Teklif ayrıca, siyasi reklam yayıncılarını, belirli bir reklamın kurallara uymaması durumunda bireylerin kendilerini bilgilendirmesine olanak tanıyan bir mekanizmayı devreye sokmaya mecbur ediyor. Bu, hem AB içindeki hem de dışındaki organize gruplar tarafından suistimal ve manipülasyona açık olacak, ifade özgürlüğünü daha da sınırlayacak ve siyasi tartışmaları boğacaktır. Örneğin, siyasi muhalifler birbirlerinin içeriklerini çevrimiçi olarak işaretleyebilir.
Bununla mücadele etmek için, Dijital Hizmetler Yasası’ndakiler gibi ‘güvenilir işaretleyici’ hükümlerinden faydalanmak ve bu güvenilir işaretleyicilerin 48 saatlik son tarih içinde incelenmek üzere işaretlerine öncelik vermek çok daha kolay yönetilebilir ve aşırı uyumluluk risklerini azaltabilir.
Elbette, bu tür akredite kişi ve kuruluşların, siyasi muhaliflerin birbirlerinin kampanyalarını sabote etme potansiyeline karşı korunmak için sayıca sınırlı olmaları ve gerçekten güvenilmeleri gerekir. Ancak bu, düzenlemeyi iyileştirebilecek birçok seçenekten biridir.

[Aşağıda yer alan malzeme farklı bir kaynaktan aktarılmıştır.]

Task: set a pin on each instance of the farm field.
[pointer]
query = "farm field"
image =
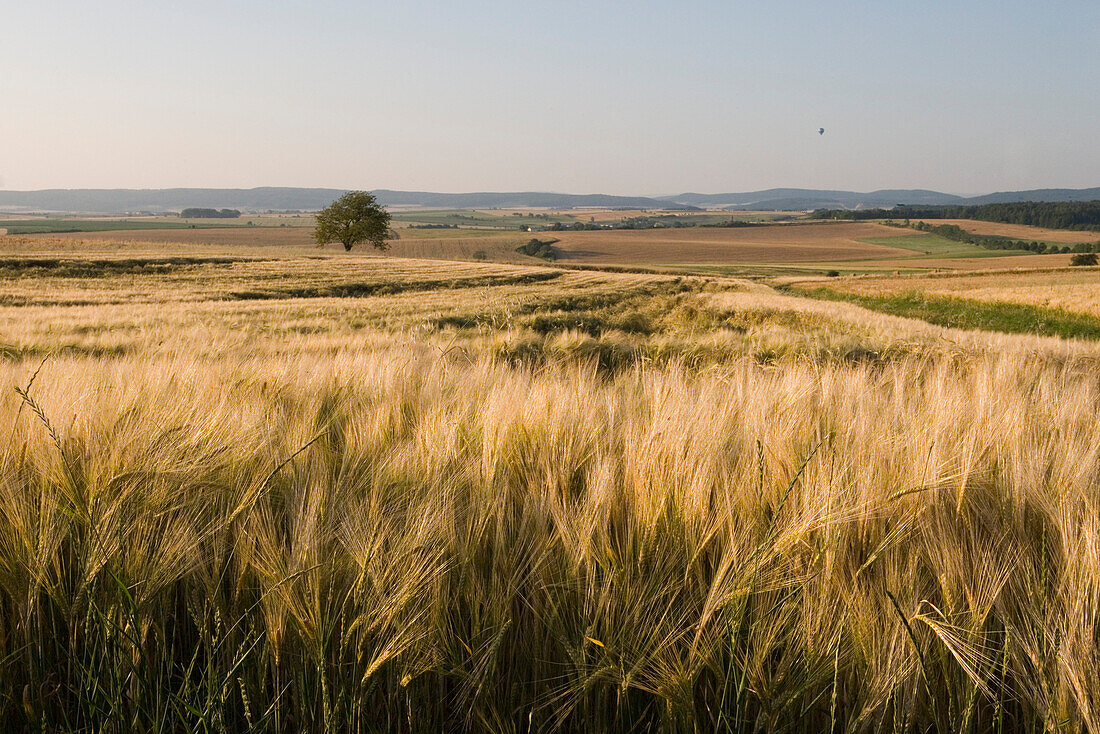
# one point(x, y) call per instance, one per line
point(1018, 231)
point(798, 248)
point(771, 244)
point(1071, 289)
point(408, 493)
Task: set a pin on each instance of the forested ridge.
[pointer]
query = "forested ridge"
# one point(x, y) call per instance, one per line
point(1051, 215)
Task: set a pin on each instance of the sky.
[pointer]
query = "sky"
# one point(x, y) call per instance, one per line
point(649, 97)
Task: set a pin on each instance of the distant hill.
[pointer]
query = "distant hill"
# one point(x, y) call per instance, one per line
point(806, 198)
point(122, 200)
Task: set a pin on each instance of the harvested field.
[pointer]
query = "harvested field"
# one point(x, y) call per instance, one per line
point(766, 244)
point(1018, 231)
point(453, 244)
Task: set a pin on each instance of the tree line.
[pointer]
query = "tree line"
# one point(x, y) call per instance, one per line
point(1049, 215)
point(994, 242)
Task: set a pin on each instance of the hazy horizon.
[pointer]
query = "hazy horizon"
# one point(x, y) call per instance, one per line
point(645, 99)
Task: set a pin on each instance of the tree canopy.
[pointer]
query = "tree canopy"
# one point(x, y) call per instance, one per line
point(355, 217)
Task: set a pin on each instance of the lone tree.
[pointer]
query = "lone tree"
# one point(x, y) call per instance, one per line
point(355, 217)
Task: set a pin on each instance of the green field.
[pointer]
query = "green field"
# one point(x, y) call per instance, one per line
point(934, 245)
point(967, 314)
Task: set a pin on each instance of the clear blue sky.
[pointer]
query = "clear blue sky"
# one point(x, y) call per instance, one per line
point(646, 97)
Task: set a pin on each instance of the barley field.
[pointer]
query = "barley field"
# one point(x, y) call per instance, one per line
point(278, 490)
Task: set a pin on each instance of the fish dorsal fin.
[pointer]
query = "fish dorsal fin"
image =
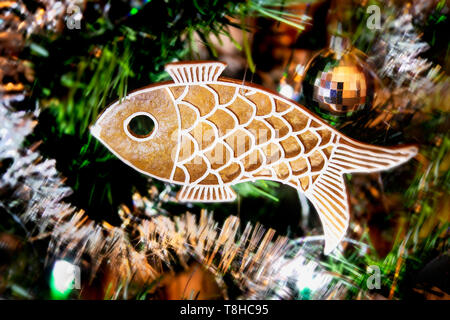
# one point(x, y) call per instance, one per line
point(206, 193)
point(195, 72)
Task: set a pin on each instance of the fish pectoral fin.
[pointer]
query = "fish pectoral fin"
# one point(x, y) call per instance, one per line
point(329, 196)
point(206, 193)
point(195, 72)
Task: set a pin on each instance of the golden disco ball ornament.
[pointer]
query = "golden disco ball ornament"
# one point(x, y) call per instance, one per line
point(337, 82)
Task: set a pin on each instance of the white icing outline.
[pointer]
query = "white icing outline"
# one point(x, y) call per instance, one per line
point(126, 122)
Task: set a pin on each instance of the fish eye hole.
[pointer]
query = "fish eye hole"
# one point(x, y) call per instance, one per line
point(141, 126)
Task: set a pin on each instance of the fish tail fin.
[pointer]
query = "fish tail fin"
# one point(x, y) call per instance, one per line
point(329, 196)
point(328, 193)
point(353, 156)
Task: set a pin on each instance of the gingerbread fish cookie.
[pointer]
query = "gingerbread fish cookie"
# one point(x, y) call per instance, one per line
point(207, 133)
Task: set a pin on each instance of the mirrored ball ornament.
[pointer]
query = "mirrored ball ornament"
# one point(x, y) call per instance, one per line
point(338, 84)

- “Siyasi reklam” tanımının kapsamına girenler önemlidir
Son olarak, siyasi reklam nedir? Bir seçimin sonucunu etkilemek amacıyla bir siyasi aktör tarafından ödeniyorsa, o zaman açıkça AB’nin önerilen yeni kuralları kapsamına girmelidir.

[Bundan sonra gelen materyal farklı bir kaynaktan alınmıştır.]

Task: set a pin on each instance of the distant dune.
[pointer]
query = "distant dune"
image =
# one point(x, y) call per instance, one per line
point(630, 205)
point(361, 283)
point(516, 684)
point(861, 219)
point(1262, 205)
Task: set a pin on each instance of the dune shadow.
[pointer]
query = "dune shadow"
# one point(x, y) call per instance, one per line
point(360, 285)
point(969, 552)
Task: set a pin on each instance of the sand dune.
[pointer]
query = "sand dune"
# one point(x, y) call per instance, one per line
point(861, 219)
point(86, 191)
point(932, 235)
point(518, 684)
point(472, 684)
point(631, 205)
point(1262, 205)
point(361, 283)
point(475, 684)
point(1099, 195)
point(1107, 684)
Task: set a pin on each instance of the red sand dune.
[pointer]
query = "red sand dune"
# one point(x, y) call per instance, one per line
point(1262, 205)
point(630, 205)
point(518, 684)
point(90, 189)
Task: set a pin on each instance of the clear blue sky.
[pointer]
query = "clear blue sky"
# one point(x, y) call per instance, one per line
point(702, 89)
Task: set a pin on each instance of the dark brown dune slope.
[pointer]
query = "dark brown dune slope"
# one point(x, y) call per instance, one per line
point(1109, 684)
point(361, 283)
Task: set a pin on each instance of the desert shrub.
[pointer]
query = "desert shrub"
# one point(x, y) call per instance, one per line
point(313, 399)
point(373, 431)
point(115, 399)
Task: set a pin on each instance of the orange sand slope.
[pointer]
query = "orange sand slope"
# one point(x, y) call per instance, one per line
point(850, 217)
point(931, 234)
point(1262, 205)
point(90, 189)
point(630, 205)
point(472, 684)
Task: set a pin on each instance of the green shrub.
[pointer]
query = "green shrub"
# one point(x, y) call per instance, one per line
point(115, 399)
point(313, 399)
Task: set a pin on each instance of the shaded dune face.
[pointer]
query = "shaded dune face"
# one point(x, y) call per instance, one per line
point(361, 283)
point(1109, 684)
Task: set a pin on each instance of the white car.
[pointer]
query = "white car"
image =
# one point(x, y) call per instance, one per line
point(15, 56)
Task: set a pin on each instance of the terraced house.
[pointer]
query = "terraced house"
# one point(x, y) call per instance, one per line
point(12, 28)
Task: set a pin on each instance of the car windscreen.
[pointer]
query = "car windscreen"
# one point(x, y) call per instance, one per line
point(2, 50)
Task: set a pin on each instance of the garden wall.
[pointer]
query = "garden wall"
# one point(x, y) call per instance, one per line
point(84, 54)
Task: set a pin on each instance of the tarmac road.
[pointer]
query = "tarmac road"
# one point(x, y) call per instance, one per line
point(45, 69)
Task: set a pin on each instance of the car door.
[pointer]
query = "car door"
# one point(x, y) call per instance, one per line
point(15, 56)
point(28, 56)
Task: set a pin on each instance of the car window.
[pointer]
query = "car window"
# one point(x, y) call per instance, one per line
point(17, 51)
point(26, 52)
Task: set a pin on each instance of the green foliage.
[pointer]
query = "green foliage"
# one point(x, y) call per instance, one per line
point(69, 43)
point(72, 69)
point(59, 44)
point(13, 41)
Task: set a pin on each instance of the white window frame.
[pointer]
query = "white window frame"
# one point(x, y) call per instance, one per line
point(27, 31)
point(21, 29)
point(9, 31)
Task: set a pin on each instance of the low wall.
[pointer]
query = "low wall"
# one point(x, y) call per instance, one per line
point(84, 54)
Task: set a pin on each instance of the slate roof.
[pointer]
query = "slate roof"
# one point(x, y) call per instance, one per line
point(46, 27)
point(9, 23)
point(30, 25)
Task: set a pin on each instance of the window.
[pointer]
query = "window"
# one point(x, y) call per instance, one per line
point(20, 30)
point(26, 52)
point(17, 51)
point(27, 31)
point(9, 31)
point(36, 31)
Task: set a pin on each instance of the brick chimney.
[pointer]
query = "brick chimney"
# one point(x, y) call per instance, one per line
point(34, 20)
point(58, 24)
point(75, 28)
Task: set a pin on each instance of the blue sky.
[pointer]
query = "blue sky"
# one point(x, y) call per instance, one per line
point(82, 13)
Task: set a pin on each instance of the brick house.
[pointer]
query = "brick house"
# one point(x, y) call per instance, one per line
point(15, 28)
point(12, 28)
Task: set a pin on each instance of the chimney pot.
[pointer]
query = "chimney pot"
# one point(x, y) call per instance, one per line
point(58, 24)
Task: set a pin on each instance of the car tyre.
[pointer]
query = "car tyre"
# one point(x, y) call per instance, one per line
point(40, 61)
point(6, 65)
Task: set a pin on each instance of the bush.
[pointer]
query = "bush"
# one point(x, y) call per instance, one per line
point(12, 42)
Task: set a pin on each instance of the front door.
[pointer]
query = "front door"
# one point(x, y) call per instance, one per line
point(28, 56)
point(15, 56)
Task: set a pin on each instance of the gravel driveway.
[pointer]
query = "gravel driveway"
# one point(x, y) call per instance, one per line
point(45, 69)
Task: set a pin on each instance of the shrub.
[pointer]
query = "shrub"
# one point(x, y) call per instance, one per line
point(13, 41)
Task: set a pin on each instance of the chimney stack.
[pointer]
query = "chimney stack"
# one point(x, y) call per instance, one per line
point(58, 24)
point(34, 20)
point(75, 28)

Peki ya vatandaşları iklime öncelik veren partilere oy vermeye teşvik eden bir STK tarafından yürütülen ücretli bir kampanya? Peki ya sosyal medyada görüşlerini ifade eden özel bir kişi?
İlk örnekten ne kadar uzaklaşırsanız, siyasi reklamın tanımını daraltmak o kadar önemlidir.
Ayrıca mevcut teklifte olduğu gibi bireyler tarafından üretilebilecek ücretsiz içeriğin siyasi reklam olarak tanımlanması ifade özgürlüğüne tehdit oluşturmaktadır. Ne yazık ki, siyasi reklamcılığın şu anda önerilen kesin olmayan tanımı, çevrimiçi olarak sosyal meseleler hakkında görüş ifade eden herhangi bir kişi veya grubun yeni mevzuat kapsamına gireceği anlamına gelecektir.
AB bir zorlukla karşı karşıya: Siyasi reklamları düzenlemeye yönelik adımlar demokrasi için önemli ve hayati önem taşıyor. Ancak, politika yapıcılar üçlemelere yönelirken, düzenlemenin nasıl çalışacağı ve aslında demokrasiye yardımcı olmaktan çok engel olup olmayacağı konusunda çözülmemiş bir dizi soru var.
İronik bir şekilde, birkaç sivil toplum grubu, konuyla ilgili endişelerini dile getirdi. eksiklik Dijital siyasi reklamcılıkta şeffaflığı sağlamak için özel olarak tasarlanmış siyasi reklamlar yönetmeliğine ilişkin müzakerelerde şeffaflığın sağlanması.
Gecikme potansiyeli, teknolojik ilerlemenin hızı ve yaklaşan Avrupa seçimleri ile birleştiğinde, politika yapıcılar bunu doğru yapmak için önemli bir zorlukla karşı karşıya.
Sebastián Rodríguez, Avrupa siyasi kampanyaları konusunda uzmandır. Bu makaleyi bir uygulayıcı olarak kişisel kapasitesiyle yazıyor.